La clamidia può avere avuto un ruolo importante in questa drastica discesa viste le sue connessioni con la fertilità, ma non va sottovalutato l’impatto dei cambiamenti climatici. L’Australia è particolarmente in difficoltà sotto questo punto di vista: dal 1910 a oggi la temperatura media è aumentata di 1,4 gradi e gli eventi meteorologici estremi sono sempre più frequenti, tra stagioni caldissime, siccità e incendi. Gli incendi del 2019 e 2020, per esempio, hanno portato alla morte di almeno 60mila koala, molti altri sono dovuti scappare e questo cambiamento di habitat ha avuto pesanti ripercussioni sulla loro sopravvivenza.

Tutto questo influisce poi sulla diffusione delle malattie tra gli animali. Un rapporto recente del governo australiano ha sottolineato che le condizioni di caldo, siccità, perdita e frammentazione dell’habitat hanno favorito la diffusione della clamidia tra i koala. Alcune ondate di calore come quelle del Gunnedah nel 2009 e 2010 sono state per esempio seguite da alti tassi di infezione tra i marsupiali, che a causa dello stress legato al clima hanno abbassato di molto le difese immunitarie. All’inizio del 2021 il governo australiano ha chiesto che in alcuni stati il koala venga considerata una specie “in pericolo”, superando il “vulnerabile” con cui compare nella Lista rossa dell’Unione internazionale per la conservazione della natura (Iucn).

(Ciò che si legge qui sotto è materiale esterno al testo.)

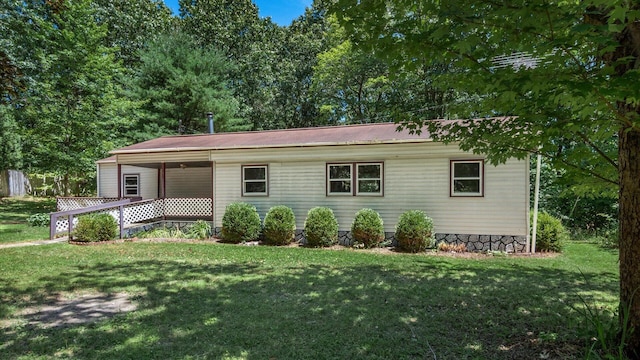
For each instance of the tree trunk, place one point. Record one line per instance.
(629, 170)
(65, 183)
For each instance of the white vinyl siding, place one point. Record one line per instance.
(416, 176)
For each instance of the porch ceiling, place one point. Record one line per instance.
(174, 165)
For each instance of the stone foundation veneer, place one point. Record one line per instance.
(474, 243)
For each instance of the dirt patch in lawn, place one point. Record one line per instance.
(78, 310)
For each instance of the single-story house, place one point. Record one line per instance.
(345, 168)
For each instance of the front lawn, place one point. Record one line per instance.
(218, 301)
(13, 218)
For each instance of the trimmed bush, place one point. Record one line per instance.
(551, 233)
(367, 228)
(279, 226)
(321, 227)
(40, 219)
(96, 227)
(414, 231)
(240, 223)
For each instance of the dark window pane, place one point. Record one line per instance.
(466, 170)
(257, 173)
(369, 186)
(466, 186)
(340, 186)
(340, 172)
(131, 180)
(255, 187)
(369, 171)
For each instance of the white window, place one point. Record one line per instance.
(363, 179)
(467, 177)
(339, 179)
(131, 185)
(369, 177)
(255, 181)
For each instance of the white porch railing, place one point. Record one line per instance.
(128, 211)
(73, 203)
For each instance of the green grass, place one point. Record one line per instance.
(13, 218)
(218, 301)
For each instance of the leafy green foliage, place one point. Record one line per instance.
(10, 140)
(551, 233)
(321, 227)
(73, 104)
(131, 24)
(414, 231)
(95, 227)
(39, 219)
(279, 226)
(367, 228)
(200, 230)
(240, 223)
(576, 105)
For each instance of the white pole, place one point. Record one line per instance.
(535, 205)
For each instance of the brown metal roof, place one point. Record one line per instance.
(318, 136)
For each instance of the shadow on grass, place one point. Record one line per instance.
(367, 311)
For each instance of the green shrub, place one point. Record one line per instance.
(40, 219)
(240, 223)
(551, 233)
(200, 230)
(367, 228)
(279, 226)
(95, 227)
(414, 231)
(321, 227)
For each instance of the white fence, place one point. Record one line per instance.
(127, 212)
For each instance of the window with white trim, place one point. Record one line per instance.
(131, 185)
(369, 178)
(255, 180)
(362, 179)
(467, 178)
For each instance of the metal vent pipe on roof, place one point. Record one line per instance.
(210, 117)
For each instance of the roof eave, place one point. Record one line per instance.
(247, 147)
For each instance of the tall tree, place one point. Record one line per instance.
(179, 82)
(568, 70)
(131, 24)
(72, 111)
(294, 103)
(352, 85)
(10, 140)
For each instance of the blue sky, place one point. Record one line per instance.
(282, 12)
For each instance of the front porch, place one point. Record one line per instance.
(128, 212)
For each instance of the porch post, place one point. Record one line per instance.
(163, 180)
(213, 191)
(163, 188)
(119, 181)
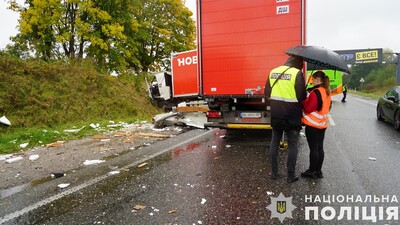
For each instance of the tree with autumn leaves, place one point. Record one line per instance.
(118, 35)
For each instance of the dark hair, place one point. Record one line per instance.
(325, 80)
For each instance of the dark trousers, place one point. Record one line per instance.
(315, 140)
(292, 129)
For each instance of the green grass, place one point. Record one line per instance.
(42, 99)
(374, 95)
(12, 137)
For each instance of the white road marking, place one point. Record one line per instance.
(48, 200)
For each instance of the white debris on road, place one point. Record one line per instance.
(63, 185)
(33, 157)
(92, 162)
(14, 159)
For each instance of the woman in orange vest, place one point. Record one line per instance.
(315, 116)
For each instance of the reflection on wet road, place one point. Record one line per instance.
(223, 177)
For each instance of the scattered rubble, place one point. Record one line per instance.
(65, 157)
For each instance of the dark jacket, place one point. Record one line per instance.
(289, 110)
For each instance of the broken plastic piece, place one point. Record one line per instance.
(33, 157)
(55, 144)
(5, 121)
(57, 175)
(23, 145)
(63, 185)
(14, 159)
(92, 162)
(114, 172)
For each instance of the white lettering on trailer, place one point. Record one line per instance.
(187, 61)
(284, 9)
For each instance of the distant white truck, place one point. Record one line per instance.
(167, 89)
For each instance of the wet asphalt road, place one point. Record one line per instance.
(223, 177)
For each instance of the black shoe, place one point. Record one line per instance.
(292, 179)
(310, 174)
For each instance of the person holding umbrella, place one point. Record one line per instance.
(315, 116)
(344, 91)
(285, 87)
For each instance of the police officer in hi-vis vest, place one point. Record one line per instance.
(315, 116)
(285, 88)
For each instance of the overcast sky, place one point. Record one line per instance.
(333, 24)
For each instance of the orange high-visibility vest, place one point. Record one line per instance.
(319, 119)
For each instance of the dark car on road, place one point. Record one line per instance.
(388, 108)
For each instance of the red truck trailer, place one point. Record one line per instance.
(239, 43)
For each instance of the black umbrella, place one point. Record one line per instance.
(320, 57)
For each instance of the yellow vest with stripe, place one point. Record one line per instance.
(284, 88)
(319, 119)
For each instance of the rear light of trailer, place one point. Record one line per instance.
(214, 114)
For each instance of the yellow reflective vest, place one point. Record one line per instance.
(319, 119)
(284, 88)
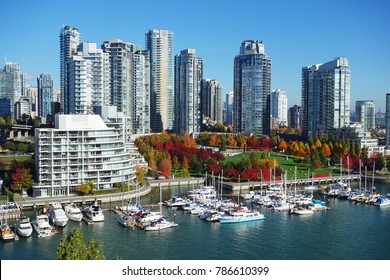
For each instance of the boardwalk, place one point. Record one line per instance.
(253, 185)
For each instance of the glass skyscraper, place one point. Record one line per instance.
(252, 88)
(188, 86)
(387, 120)
(10, 88)
(160, 45)
(45, 95)
(325, 96)
(279, 107)
(365, 114)
(69, 41)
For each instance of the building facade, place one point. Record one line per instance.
(160, 45)
(294, 117)
(69, 41)
(120, 56)
(229, 107)
(10, 88)
(325, 96)
(188, 86)
(211, 100)
(140, 73)
(279, 107)
(80, 149)
(88, 79)
(387, 119)
(252, 88)
(365, 114)
(45, 95)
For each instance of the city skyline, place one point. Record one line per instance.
(295, 35)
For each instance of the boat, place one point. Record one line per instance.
(176, 201)
(213, 216)
(382, 201)
(23, 226)
(302, 211)
(73, 212)
(6, 232)
(239, 215)
(57, 215)
(125, 220)
(94, 212)
(160, 224)
(42, 226)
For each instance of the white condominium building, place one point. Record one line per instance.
(80, 149)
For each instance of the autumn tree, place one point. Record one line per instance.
(140, 174)
(230, 142)
(282, 145)
(189, 142)
(325, 150)
(21, 179)
(165, 167)
(213, 167)
(72, 247)
(214, 140)
(85, 188)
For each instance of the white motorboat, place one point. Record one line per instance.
(382, 201)
(73, 212)
(125, 220)
(303, 211)
(159, 225)
(213, 216)
(57, 215)
(240, 215)
(94, 212)
(148, 217)
(176, 201)
(42, 226)
(6, 232)
(23, 226)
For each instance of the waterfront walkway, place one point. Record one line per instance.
(38, 202)
(254, 185)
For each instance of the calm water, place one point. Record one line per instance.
(348, 231)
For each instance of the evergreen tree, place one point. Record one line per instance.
(72, 247)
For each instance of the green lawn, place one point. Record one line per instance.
(287, 164)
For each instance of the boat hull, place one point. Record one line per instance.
(224, 220)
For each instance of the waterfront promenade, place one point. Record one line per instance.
(38, 202)
(196, 182)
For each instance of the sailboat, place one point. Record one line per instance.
(161, 223)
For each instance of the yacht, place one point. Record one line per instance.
(302, 211)
(239, 215)
(159, 225)
(6, 232)
(213, 216)
(23, 226)
(176, 201)
(125, 220)
(382, 201)
(57, 215)
(94, 212)
(42, 226)
(73, 212)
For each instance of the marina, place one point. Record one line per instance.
(348, 230)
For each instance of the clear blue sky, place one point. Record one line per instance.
(295, 34)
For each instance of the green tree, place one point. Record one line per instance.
(72, 247)
(222, 146)
(21, 147)
(85, 188)
(21, 179)
(380, 162)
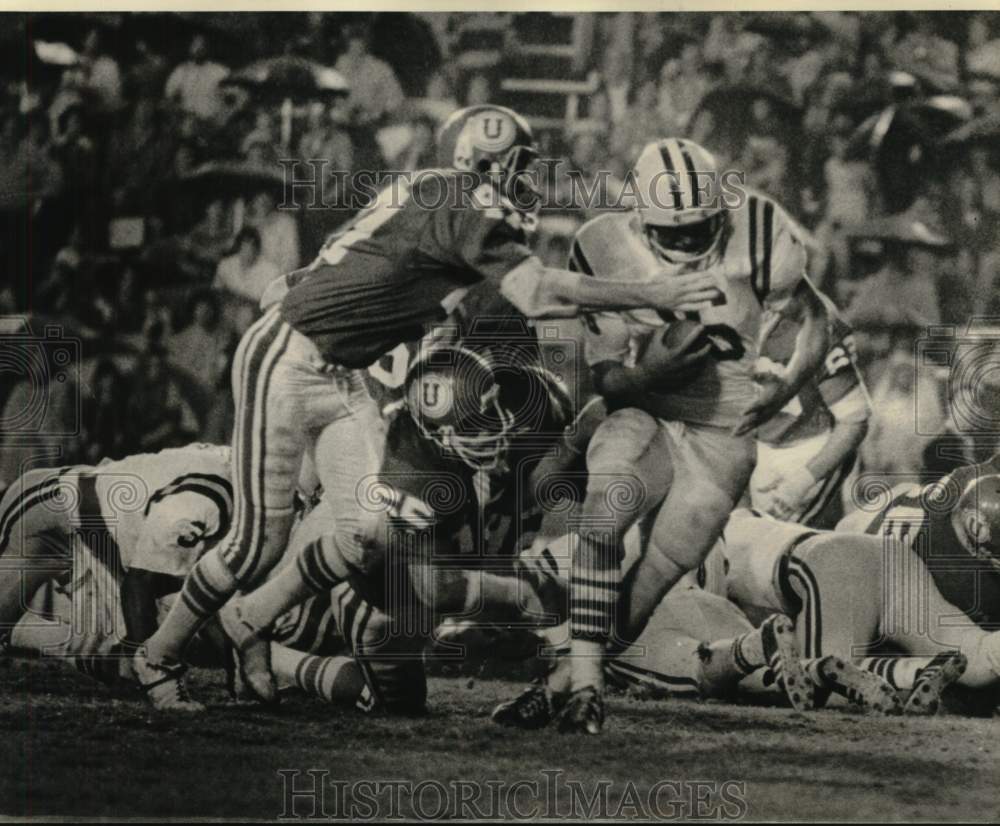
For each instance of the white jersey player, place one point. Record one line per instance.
(89, 528)
(681, 392)
(809, 448)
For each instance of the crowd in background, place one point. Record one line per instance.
(116, 224)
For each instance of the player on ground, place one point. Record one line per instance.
(855, 595)
(134, 527)
(453, 430)
(807, 450)
(402, 264)
(677, 444)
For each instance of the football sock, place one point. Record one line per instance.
(900, 672)
(206, 589)
(334, 679)
(594, 584)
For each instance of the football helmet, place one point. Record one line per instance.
(979, 516)
(680, 201)
(453, 396)
(495, 142)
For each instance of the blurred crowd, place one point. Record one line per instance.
(141, 165)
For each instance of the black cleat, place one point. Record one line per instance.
(584, 712)
(533, 708)
(782, 656)
(861, 687)
(944, 670)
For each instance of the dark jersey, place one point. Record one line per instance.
(403, 263)
(968, 583)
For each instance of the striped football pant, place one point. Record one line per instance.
(36, 534)
(286, 399)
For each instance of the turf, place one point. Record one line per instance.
(71, 747)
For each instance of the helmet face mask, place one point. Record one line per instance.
(454, 400)
(686, 241)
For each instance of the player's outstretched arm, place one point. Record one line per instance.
(811, 345)
(548, 292)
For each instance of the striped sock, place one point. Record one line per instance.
(900, 672)
(594, 585)
(206, 589)
(334, 679)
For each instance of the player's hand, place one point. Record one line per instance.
(674, 355)
(773, 394)
(684, 293)
(790, 493)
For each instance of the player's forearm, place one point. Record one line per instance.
(139, 591)
(546, 292)
(616, 382)
(811, 345)
(845, 438)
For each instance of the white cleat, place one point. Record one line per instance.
(253, 652)
(164, 684)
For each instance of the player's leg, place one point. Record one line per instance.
(35, 539)
(338, 536)
(629, 472)
(918, 619)
(711, 470)
(268, 443)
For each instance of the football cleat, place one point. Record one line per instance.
(253, 653)
(583, 713)
(944, 670)
(163, 684)
(863, 688)
(781, 653)
(533, 708)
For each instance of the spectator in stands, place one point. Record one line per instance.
(324, 139)
(245, 273)
(158, 415)
(279, 232)
(194, 84)
(104, 423)
(200, 350)
(100, 73)
(375, 91)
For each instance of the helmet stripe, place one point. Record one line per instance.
(668, 164)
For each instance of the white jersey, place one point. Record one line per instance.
(760, 263)
(154, 511)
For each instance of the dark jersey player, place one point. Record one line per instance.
(403, 263)
(954, 525)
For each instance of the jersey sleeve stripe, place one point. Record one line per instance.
(668, 164)
(768, 241)
(578, 261)
(753, 246)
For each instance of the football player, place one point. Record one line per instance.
(403, 263)
(114, 537)
(452, 429)
(809, 447)
(677, 445)
(855, 595)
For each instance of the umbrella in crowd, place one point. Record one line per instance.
(983, 131)
(233, 179)
(285, 81)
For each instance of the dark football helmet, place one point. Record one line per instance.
(454, 398)
(979, 515)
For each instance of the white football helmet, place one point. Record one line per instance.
(680, 200)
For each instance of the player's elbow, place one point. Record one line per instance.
(540, 292)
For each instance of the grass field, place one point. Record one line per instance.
(71, 747)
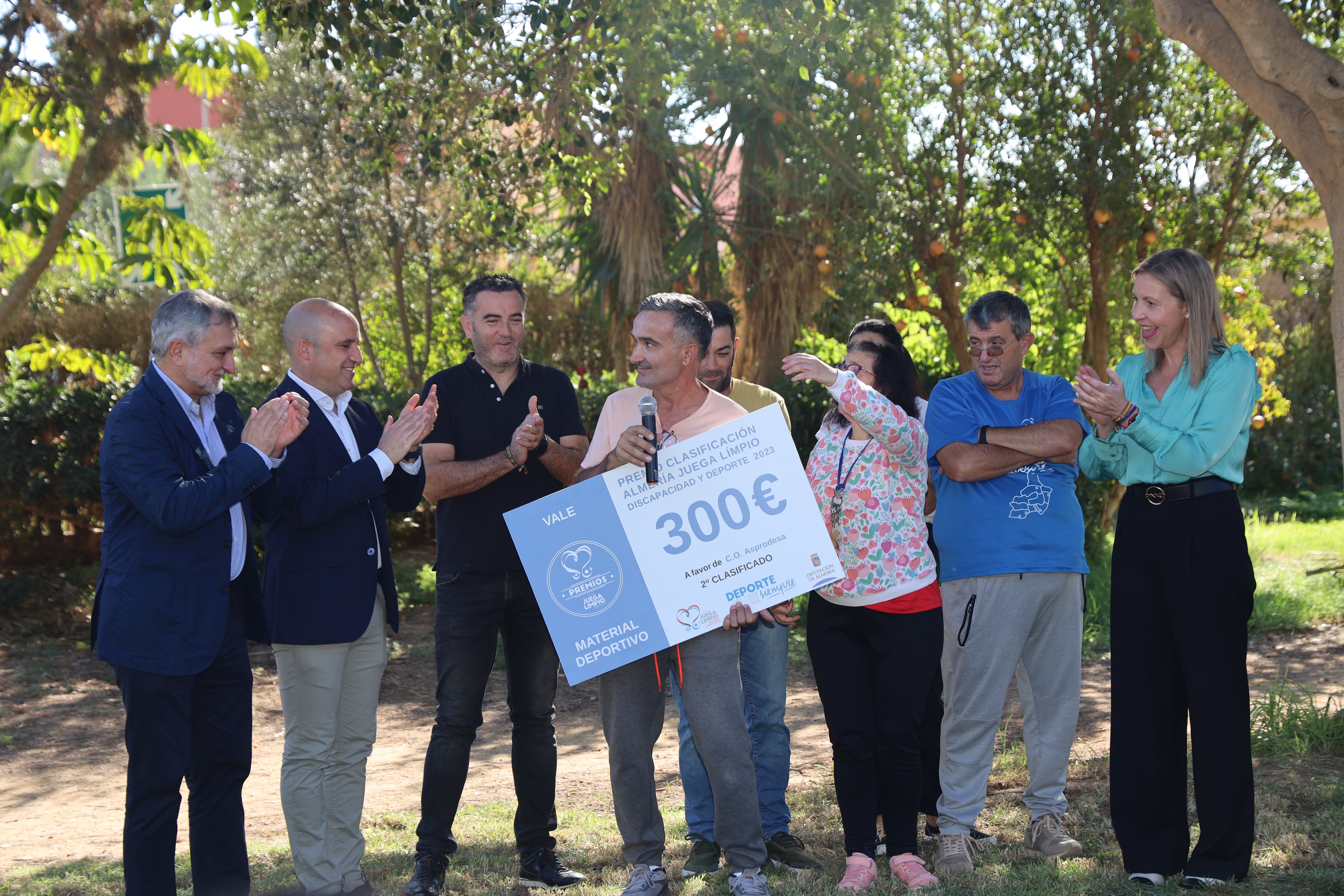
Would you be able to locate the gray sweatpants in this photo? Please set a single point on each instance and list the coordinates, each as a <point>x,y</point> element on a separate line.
<point>1030,624</point>
<point>631,700</point>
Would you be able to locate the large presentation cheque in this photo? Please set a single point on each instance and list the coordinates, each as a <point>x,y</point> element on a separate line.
<point>623,569</point>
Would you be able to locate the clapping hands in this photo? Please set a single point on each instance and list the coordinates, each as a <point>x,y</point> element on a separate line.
<point>276,424</point>
<point>410,429</point>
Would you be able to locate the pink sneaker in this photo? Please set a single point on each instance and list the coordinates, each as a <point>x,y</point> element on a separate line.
<point>912,872</point>
<point>859,874</point>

Mentre la clamidia dilaga tra questi mammiferi, al punto che c’è chi parla di rischio localizzato di estinzione, anche il resto della fauna e della flora australiana si trova sotto attacco. Una nuova ricerca della Commonwealth scientific and industrial research organisation (Csiro) e del Centre for invasive species solutions denuncia che il paese rischia di perdere molta vegetazione e animali entro il 2050 a causa del dilagare di specie invasive come, tra gli altri, conigli, gatti selvatici, rospi velenosi, erbacce. Questi stanno creando problemi all’80 per cento della flora e della fauna australiana, motivo per cui gli scienziati hanno fatto un appello al governo perché mobiliti fondi per lo sviluppo di nuove tecnologie con cui affrontare il problema.